# HS 520 long chute handle problem



## Hap (Mar 15, 2015)

If your like me- you hate the design of the long handle as when you get close to your house the **** chute turns and wont blow out the side! You could cut it in half and weld it back onto the existing handle or you can buy a new short handled version Honda makes as an accessory. I did not know this. Thanks to [email protected] the OEM part number is 76320-V10-800, and it bolts on pretty easy with just three bolts. My local honda stealer wants 32.99 for it. The original handle is 18 inches and the short handled vrsion is only 11 inches! Why they dont just put this on to begin with is a mystery to me!


----------



## bwdbrn1 (Nov 24, 2010)

One of those things that make you go....Hmmmm....


----------



## Freezn (Mar 1, 2014)

Hap said:


> Why they dont just put this on to begin with is a mystery to me!

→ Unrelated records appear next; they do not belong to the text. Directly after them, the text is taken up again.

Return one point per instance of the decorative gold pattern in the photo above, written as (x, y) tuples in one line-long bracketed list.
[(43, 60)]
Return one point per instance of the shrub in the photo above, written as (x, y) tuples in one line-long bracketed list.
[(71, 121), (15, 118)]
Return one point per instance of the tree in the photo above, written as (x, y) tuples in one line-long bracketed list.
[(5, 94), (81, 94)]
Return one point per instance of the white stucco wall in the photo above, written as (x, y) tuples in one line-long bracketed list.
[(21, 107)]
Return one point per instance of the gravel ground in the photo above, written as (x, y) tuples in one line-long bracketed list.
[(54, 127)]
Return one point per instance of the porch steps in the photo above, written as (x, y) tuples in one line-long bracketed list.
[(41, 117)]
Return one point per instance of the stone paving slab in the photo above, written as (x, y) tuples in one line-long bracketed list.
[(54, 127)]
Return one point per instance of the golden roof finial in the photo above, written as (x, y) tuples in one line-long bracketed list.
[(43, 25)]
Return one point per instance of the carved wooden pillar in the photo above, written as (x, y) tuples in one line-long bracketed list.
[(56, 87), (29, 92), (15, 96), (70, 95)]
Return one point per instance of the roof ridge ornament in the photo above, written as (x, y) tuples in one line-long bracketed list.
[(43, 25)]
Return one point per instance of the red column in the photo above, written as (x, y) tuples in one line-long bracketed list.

Because with the stock 18" handle most people have enough arm reach to rotate the chute 270 degrees while standing behind the handle bar and leaning forward. With the shorter 11" handle most people will have to position themselves either to the left of the machine or to the right of the machine to rotate the chute which creates wasted operator movement. Not a fan of the long handle, short handle, or new quick chute. Just give me the good ole reliable hand crank like the Toro 3650 and I'll be a happy camper.


----------



## [email protected] (Nov 21, 2011)

Hap said:


> Why they dont just put this on to begin with is a mystery to me!


The longer handle was used on earlier models made by Honda, so when the HS520 was launched (about 10 years ago) it also got the longer handle. 

Fast-forward 5 years, and the HS520 is a very popular model, in fact, the most popular one Honda offers. They are sold through Home Depot, and records sales result. 

Fast-forward a few more years, and there are more HS520 units out there than any other Honda model ever made. After a while, dealers and customers start sharing with Honda what they want to see on the next version. Having a "shorty" handle was pretty high on the list. The planning team was not convinced to make all new units with the short handle, as most customers are happy with the long one. So, the planning team elected to make an _accessory_ shorty handle.


----------